Monday, November 15, 2010

Introducing GCD based AsyncSocket

I've rewritten AsyncSocket from the ground up using Grand Central Dispatch. It's now thread-safe and up to 400% faster. It makes it trivial to parallelize data processing tasks, and an ideal candidate for writing scalable servers.



Apple released Grand Central Dispatch with Mac OS X 10.6. GCD comes with asynchronous socket monitoring utilities that are written on top of the fast and efficient kqueue architecture. And while they were at it, they also rewrote the core of the CFNetworking stack (CFSocket) to tie into these GCD tools.
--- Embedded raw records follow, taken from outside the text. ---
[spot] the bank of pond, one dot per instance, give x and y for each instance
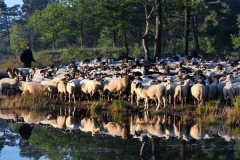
(76, 133)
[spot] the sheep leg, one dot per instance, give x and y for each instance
(158, 104)
(74, 100)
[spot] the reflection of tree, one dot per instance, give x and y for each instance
(2, 138)
(143, 147)
(156, 148)
(80, 145)
(183, 150)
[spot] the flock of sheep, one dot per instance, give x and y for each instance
(172, 80)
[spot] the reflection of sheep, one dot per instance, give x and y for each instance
(115, 129)
(196, 132)
(89, 125)
(151, 92)
(181, 92)
(140, 128)
(198, 92)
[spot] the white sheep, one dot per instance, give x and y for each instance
(170, 88)
(229, 92)
(62, 89)
(73, 88)
(52, 88)
(31, 87)
(8, 83)
(198, 92)
(151, 92)
(115, 85)
(213, 90)
(90, 87)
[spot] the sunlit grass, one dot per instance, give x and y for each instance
(233, 114)
(38, 101)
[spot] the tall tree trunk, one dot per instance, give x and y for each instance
(114, 38)
(146, 34)
(155, 148)
(143, 147)
(126, 44)
(186, 29)
(53, 42)
(8, 35)
(195, 34)
(183, 150)
(158, 38)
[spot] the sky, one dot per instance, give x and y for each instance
(11, 3)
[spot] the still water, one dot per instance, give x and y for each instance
(77, 134)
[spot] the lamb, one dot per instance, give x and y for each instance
(170, 88)
(116, 85)
(198, 92)
(181, 92)
(10, 73)
(62, 89)
(73, 88)
(229, 92)
(52, 88)
(213, 90)
(8, 83)
(221, 85)
(143, 81)
(31, 87)
(151, 92)
(90, 87)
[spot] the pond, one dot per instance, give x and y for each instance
(72, 133)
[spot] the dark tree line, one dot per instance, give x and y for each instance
(157, 26)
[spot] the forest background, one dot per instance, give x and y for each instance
(61, 31)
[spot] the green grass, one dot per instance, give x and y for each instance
(119, 105)
(36, 101)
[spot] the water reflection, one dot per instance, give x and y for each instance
(73, 133)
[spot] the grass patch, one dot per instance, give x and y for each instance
(119, 106)
(233, 114)
(36, 101)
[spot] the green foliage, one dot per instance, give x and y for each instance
(136, 50)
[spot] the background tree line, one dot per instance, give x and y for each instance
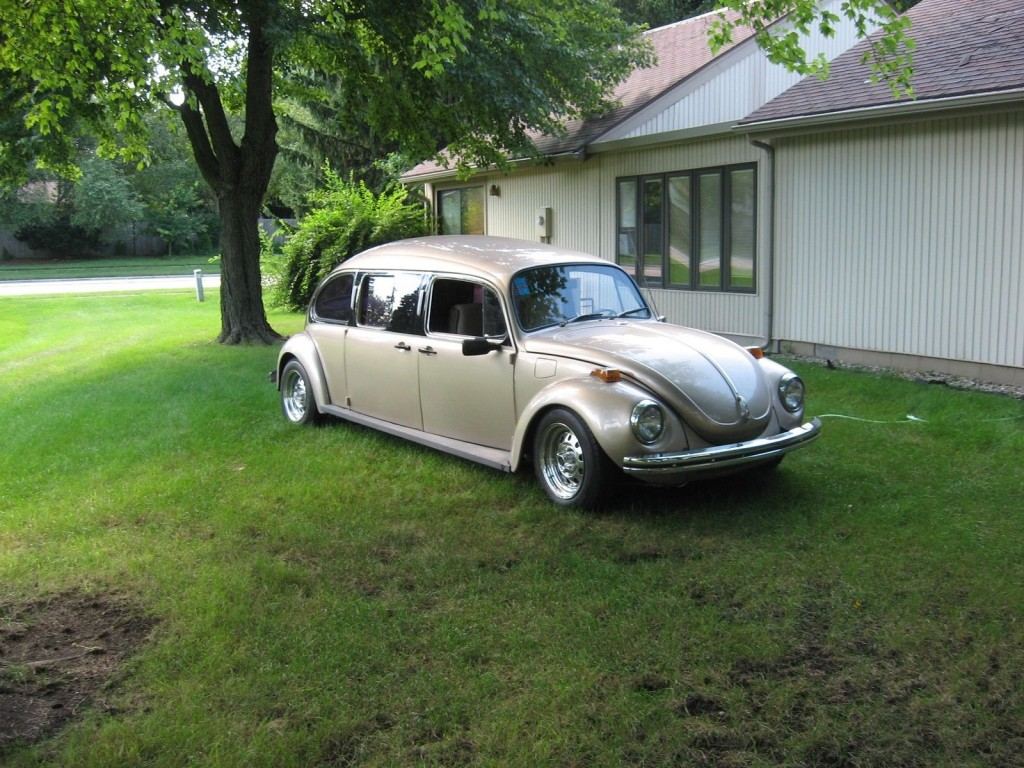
(267, 92)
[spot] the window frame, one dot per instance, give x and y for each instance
(315, 317)
(363, 279)
(462, 189)
(693, 176)
(433, 278)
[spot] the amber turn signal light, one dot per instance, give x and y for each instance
(607, 375)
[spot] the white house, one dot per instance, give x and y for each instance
(793, 214)
(900, 223)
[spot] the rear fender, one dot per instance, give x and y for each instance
(301, 347)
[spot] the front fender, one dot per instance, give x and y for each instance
(605, 409)
(302, 348)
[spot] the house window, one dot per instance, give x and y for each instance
(690, 229)
(461, 211)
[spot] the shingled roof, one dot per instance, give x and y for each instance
(680, 49)
(964, 47)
But while they rewrote the underlying architecture of CFSocket, they did NOT change the exterior API's available to you and me. What this means is that Apple's CF/NS networking classes (CFSocket, CFStream, NSStream) are still RunLoop based, so if you want asynchronous notifications you'll need to add an observer to be invoked on some thread.

This runloop based architecture makes it more difficult to parallelize tasks. It also makes if more difficult if you want to write a server that can handle hundreds of clients simultaneously.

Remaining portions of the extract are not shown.